Saturday, December 27, 2008

Pardon me?

(In which sweeping generalizations about character cause me to make a political prediction)

Megan McCardle writes:

Can we hold off excusing Clinton's egregious pardons on the grounds of Bush's pardoning all of his subordinates for horrible crimes until Bush, y'know, actually pardons some subordinates for horrible crimes?
Which leads me to wonder if perhaps she misread the post in question. But sure enough:
I wonder if the media will point out the comparative significance of the use (and abuse) of the power of the pardon in the context of Holder's hearings and the pardons that Bush will inevitably hand down to his inner circle.

I think the likelihood of Bush pardoning his inner circle is exceedingly low for a number of reasons: Bush's idealism and optimism, Obama's thoughtful rationality, and because it will create a wedge between Obama and the far left.

Bush seems to be a pretty principled guy - he decides what the right thing is then, everything else be damned, he goes for it. It's not conservative principle, and I disagree with what he's decided are the "right" things to pursue, but I have no doubt that he sincerely believes he's doing the right thing. (The extreme range of disagreement on this point is the most obvious dividing line between the mainstream Democrats and far-left netroots). But pardoning his inner circle will seem like an admission by Bush that he knows his administration has been in the wrong morally and legally (instead of just politically) throughout. That Bush would "inevitably" issue pardons would make sense for leftists whose worldview envisions Bush and Cheney as cynical cigar-toting fatcats laughing as they waterboard their subordinates.
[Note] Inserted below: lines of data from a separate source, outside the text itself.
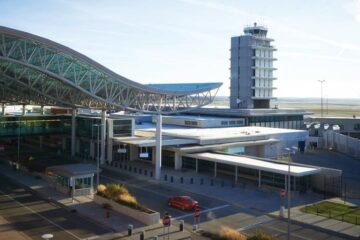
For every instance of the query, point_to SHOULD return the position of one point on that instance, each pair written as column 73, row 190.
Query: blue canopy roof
column 185, row 87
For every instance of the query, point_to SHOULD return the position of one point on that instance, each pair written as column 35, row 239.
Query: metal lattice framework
column 35, row 70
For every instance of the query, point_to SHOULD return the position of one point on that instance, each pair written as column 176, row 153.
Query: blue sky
column 160, row 41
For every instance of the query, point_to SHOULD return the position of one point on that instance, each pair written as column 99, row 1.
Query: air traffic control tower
column 251, row 69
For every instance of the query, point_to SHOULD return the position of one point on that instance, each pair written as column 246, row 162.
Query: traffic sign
column 282, row 193
column 166, row 220
column 197, row 212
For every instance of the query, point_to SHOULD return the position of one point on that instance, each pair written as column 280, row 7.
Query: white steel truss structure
column 35, row 70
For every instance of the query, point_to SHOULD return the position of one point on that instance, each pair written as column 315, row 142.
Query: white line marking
column 99, row 236
column 254, row 225
column 203, row 211
column 55, row 224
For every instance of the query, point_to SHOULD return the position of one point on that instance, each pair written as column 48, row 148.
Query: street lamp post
column 18, row 155
column 98, row 154
column 289, row 150
column 321, row 82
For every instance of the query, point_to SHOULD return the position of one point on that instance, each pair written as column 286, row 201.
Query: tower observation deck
column 252, row 69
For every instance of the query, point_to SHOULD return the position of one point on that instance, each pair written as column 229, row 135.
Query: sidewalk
column 83, row 205
column 244, row 193
column 323, row 222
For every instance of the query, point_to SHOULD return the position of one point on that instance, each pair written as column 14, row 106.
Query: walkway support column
column 73, row 132
column 103, row 136
column 158, row 147
column 236, row 174
column 259, row 184
column 178, row 161
column 23, row 111
column 215, row 169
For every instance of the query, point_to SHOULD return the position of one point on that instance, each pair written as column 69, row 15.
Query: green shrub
column 258, row 235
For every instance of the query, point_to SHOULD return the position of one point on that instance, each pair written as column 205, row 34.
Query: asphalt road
column 299, row 231
column 155, row 196
column 216, row 211
column 35, row 216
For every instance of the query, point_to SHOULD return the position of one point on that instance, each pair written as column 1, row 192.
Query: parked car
column 183, row 202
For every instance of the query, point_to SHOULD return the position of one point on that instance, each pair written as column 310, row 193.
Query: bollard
column 142, row 235
column 130, row 228
column 181, row 226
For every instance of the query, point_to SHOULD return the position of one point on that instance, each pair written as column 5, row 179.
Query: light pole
column 321, row 82
column 18, row 155
column 98, row 153
column 289, row 150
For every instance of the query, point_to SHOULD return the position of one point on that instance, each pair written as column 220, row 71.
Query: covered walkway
column 267, row 172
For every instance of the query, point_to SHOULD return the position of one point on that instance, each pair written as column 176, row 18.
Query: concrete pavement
column 323, row 222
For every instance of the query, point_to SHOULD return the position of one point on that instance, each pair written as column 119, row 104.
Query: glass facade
column 168, row 158
column 34, row 125
column 290, row 122
column 85, row 127
column 81, row 183
column 121, row 156
column 122, row 127
column 189, row 163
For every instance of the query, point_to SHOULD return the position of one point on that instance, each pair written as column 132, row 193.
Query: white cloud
column 353, row 8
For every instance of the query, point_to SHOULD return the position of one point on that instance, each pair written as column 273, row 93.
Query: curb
column 49, row 199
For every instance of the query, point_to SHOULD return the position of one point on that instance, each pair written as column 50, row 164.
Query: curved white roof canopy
column 35, row 70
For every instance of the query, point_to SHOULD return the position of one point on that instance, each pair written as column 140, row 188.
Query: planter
column 146, row 218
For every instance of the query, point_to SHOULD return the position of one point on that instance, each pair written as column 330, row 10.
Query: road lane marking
column 110, row 234
column 254, row 225
column 203, row 211
column 45, row 218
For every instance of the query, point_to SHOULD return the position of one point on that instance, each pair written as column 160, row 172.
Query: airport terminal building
column 235, row 143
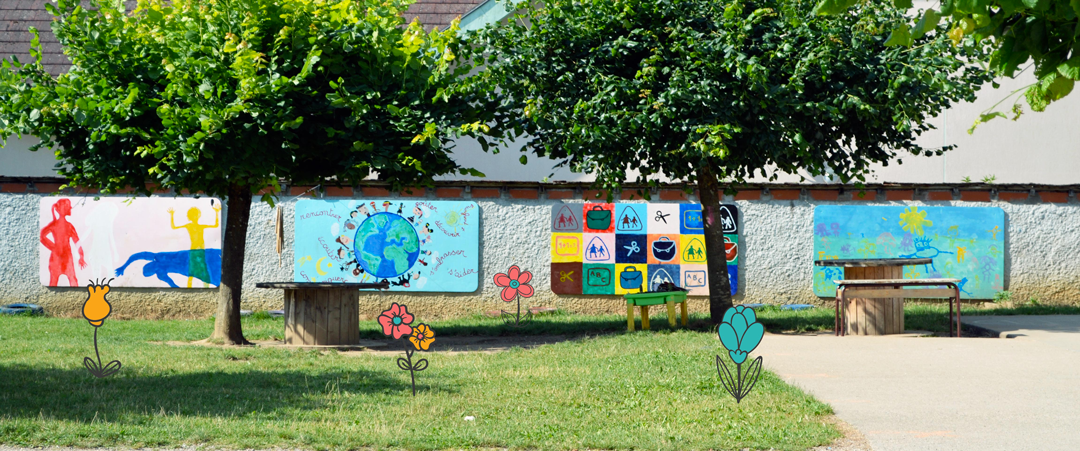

It doesn't seem that inevitable to those who think that Bush sincerely believes that he's doing the right thing, however misguided he seems to be at times. And I don't think Bush would want to give satisfaction or credence to those who've screamed the whole time that he's been acting with criminal intent.

Bush also seems to be an idealist and an optimist (see, "We'll be greeted as liberators"). I don't think he actually thinks that there will actually be any criminal prosecutions of members of his administration. I think he's expecting Obama not to play politics on this one. Obama, for all his shortcomings, is a pretty thoughtful guy. He's also a lawyer and law professor. I'm certain that he's spent huge portions of his adult life thinking about the theory of government: why it exists, what it should do, how it can be improved. Not just the policy, but the very nature and purpose, and how the structure of government itself helps to facilitate or impede its effects. And he's got to know, as Bush does, that the strength of the United States is its flexibility. Left-leaning "Living Constitutionalists" like Obama probably have an easier time wrapping their minds around the idea that the people should always be able to have a say to change the effects and the structure of government. After all, the Constitution, they tell us, is not a suicide pact. Obama knows better than to try to enact his agenda and then set it in stone. For one thing, he won't be able to accomplish everything he wants to and will need room for future "progress." The single greatest feature of the United States government is the free election. There is no flexibility in government without an orderly transition of power. There's no more need for the guillotine and attendant rivers of blood in the streets when you can vote a revolution every four years. But you're going to lose the "orderly" part of the transition when you raise the stakes of losing for the deposed party. Even though politicians are generally crooks, the increasing tendency to criminalize political conduct is concerning. Jailing your political opponents when they fall out of power is for banana republics. The United States is or ought to be better than that. It's a half-step removed from killing the sons of the conquered king. It's tribal. It's animalistic. It's an impulse we should resist. I think Obama will. I'm positive that it's something he's thought about quite a bit. And Obama hasn't ever, as far as I've been able to tell, made any representations about wanting to prosecute Bush officials. I don't know why Bush would expect him to. Without prosecution, there is no need for a pardon.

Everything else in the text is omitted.